Nylonsaiten & Saitenstrümpfe – Somewhere In Between

von Hififi am 30. Juli 2010

in Musik!

Post image for Nylonsaiten & Saitenstrümpfe – Somewhere In Between

Mit „Somewhere In Between“ tritt Singer/ Songwriter mal ganz anders auf, als wir es seit einigen Jahren gewohnt sind.
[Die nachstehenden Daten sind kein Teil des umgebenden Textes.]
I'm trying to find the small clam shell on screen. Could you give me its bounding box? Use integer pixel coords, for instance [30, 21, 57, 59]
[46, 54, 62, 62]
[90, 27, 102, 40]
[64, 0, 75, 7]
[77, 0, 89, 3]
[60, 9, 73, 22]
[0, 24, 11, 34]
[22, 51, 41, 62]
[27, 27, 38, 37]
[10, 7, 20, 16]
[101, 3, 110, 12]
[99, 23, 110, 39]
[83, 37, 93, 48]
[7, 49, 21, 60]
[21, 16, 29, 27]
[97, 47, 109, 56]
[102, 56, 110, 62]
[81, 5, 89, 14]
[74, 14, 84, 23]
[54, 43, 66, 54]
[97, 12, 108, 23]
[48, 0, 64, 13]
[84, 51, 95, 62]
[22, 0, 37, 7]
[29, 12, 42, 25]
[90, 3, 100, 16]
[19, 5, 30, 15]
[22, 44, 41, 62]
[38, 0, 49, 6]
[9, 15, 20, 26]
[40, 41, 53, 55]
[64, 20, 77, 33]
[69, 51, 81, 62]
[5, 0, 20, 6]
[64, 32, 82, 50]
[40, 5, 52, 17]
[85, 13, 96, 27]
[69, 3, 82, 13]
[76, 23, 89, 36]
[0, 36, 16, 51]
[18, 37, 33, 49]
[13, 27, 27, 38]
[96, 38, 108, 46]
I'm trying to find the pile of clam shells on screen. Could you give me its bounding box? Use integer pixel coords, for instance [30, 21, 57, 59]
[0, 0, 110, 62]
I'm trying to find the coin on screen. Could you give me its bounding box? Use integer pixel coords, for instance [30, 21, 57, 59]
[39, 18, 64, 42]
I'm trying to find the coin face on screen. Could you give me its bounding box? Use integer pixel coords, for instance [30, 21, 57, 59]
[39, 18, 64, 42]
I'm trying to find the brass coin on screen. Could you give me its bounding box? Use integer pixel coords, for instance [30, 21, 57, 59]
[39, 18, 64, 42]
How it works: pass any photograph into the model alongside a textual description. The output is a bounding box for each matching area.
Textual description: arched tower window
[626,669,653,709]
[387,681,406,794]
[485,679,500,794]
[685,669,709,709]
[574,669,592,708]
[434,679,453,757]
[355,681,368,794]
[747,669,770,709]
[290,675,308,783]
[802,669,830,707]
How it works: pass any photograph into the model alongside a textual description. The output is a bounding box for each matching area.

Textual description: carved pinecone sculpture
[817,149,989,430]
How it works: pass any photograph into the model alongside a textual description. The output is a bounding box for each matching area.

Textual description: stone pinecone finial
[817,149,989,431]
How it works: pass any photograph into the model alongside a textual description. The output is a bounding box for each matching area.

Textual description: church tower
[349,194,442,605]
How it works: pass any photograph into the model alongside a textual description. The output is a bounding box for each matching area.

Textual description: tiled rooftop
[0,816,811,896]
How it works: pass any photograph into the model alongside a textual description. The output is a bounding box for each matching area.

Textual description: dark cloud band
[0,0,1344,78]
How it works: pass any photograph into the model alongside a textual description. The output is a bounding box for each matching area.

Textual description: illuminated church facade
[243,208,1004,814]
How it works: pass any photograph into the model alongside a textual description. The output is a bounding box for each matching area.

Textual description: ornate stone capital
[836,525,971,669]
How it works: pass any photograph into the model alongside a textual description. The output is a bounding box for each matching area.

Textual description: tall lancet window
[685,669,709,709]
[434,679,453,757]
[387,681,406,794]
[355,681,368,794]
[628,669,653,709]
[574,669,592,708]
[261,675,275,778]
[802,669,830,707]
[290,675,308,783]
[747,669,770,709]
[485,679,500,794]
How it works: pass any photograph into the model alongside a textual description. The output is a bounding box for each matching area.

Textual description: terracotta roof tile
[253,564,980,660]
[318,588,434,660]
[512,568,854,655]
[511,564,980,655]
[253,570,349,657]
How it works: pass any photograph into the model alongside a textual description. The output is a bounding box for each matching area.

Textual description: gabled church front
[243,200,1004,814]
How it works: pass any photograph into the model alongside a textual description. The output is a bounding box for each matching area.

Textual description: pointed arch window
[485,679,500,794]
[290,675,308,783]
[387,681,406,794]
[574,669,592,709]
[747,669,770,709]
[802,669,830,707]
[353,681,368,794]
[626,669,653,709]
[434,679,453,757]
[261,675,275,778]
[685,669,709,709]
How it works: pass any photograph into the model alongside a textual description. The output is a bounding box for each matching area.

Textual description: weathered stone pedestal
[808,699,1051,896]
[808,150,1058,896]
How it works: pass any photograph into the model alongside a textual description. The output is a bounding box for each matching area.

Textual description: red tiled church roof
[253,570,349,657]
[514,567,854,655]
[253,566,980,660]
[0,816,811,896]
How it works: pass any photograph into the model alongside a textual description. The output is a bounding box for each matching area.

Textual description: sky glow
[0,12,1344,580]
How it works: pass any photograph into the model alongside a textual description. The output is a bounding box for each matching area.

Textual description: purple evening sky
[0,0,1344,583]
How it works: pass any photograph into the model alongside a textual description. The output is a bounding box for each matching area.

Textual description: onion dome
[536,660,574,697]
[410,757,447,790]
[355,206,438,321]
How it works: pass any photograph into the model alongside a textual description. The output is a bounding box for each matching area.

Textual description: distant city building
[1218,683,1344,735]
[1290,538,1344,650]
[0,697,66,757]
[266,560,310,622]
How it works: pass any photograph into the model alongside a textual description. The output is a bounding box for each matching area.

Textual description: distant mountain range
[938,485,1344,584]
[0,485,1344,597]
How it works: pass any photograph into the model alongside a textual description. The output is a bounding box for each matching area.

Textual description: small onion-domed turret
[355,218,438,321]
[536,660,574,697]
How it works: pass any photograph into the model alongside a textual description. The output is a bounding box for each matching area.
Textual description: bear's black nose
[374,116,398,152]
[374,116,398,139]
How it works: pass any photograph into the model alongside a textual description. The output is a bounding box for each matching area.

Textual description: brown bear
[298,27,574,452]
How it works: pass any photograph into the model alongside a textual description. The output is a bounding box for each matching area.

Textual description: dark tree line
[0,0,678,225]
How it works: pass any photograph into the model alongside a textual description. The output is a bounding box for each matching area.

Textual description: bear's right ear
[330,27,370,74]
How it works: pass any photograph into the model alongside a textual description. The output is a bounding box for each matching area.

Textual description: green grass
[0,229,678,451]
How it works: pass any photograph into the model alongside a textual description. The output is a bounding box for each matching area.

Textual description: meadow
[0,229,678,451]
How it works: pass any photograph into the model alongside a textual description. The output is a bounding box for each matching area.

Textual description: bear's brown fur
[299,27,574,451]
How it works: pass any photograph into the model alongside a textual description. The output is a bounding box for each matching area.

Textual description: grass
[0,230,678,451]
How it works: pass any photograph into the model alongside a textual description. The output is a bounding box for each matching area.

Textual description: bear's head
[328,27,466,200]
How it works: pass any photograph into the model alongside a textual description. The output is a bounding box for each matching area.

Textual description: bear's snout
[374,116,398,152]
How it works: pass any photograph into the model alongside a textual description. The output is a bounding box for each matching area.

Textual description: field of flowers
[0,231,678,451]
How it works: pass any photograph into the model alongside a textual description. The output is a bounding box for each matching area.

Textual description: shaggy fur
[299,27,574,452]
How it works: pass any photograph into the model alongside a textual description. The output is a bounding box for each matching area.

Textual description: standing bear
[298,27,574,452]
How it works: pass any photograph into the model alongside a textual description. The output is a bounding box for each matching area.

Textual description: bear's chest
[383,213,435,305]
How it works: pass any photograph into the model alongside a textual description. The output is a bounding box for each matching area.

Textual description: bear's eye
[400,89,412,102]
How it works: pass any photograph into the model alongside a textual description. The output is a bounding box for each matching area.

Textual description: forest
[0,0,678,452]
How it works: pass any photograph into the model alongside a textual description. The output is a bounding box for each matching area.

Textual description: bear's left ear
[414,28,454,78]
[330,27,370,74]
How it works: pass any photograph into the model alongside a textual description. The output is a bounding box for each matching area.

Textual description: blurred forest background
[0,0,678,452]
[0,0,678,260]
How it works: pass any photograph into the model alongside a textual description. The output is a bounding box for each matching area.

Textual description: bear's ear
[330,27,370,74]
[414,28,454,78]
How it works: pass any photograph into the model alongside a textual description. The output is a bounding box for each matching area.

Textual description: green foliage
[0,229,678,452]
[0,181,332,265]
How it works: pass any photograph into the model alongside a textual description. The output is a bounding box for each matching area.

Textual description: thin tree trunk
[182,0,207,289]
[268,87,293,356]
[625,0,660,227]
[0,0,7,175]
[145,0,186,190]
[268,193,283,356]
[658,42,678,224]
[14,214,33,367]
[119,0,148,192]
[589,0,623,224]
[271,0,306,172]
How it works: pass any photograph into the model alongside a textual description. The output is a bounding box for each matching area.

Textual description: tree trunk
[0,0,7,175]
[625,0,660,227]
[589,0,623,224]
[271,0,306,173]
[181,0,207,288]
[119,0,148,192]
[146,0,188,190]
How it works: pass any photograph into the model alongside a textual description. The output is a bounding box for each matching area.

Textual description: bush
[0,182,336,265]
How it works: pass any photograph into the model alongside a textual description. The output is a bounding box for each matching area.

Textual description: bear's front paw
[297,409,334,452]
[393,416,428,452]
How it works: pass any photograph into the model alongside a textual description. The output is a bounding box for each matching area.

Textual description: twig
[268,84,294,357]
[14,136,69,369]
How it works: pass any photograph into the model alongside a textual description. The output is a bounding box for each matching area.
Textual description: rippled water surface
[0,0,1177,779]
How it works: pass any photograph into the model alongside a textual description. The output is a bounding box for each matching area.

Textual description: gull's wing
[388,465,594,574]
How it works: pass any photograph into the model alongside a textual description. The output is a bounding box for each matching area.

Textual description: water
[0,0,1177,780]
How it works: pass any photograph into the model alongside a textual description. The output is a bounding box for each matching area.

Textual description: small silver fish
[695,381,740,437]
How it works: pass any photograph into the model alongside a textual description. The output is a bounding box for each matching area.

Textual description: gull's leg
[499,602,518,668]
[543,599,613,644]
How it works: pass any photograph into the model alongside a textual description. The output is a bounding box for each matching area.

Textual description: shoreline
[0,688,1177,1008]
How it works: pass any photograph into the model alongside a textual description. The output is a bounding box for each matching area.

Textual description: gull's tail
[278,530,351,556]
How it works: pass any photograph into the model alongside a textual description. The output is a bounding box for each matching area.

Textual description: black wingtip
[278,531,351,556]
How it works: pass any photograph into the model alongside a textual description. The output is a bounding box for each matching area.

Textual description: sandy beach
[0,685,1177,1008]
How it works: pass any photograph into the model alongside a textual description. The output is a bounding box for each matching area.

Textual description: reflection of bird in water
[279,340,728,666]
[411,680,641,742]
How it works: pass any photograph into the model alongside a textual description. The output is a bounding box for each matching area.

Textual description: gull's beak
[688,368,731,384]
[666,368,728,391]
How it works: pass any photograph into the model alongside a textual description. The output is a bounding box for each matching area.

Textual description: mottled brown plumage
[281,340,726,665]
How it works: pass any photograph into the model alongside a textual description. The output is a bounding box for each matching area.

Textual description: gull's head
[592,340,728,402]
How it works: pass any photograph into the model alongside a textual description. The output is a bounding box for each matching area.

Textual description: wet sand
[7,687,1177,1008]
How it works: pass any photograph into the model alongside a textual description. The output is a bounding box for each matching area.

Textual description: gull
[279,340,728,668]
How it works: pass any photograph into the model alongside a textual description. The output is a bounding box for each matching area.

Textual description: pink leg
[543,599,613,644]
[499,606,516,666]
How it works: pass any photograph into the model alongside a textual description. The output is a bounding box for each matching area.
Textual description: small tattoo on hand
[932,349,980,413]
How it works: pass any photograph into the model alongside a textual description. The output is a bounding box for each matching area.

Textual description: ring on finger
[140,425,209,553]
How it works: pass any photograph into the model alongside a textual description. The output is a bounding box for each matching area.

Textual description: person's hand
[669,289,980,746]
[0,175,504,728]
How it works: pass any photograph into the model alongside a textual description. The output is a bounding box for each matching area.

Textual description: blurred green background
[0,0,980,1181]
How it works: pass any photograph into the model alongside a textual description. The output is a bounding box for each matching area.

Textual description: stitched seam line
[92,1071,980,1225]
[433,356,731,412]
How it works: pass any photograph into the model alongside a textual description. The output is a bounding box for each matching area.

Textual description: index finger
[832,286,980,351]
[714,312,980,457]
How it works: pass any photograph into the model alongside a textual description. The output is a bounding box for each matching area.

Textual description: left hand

Für den männlichen Part sorgen vollbebartete Waldschrate in Baumfällerkluft, die den Sechziger-Folk, mal mehr, mal weniger reduziert vortragen. Bei den Damen sind eher elfengleiche Stimmen zu hören, die sich selbst am Klavier begleiten und vom absoluten Wohlklang manchmal nur Nuancen entfernt sind.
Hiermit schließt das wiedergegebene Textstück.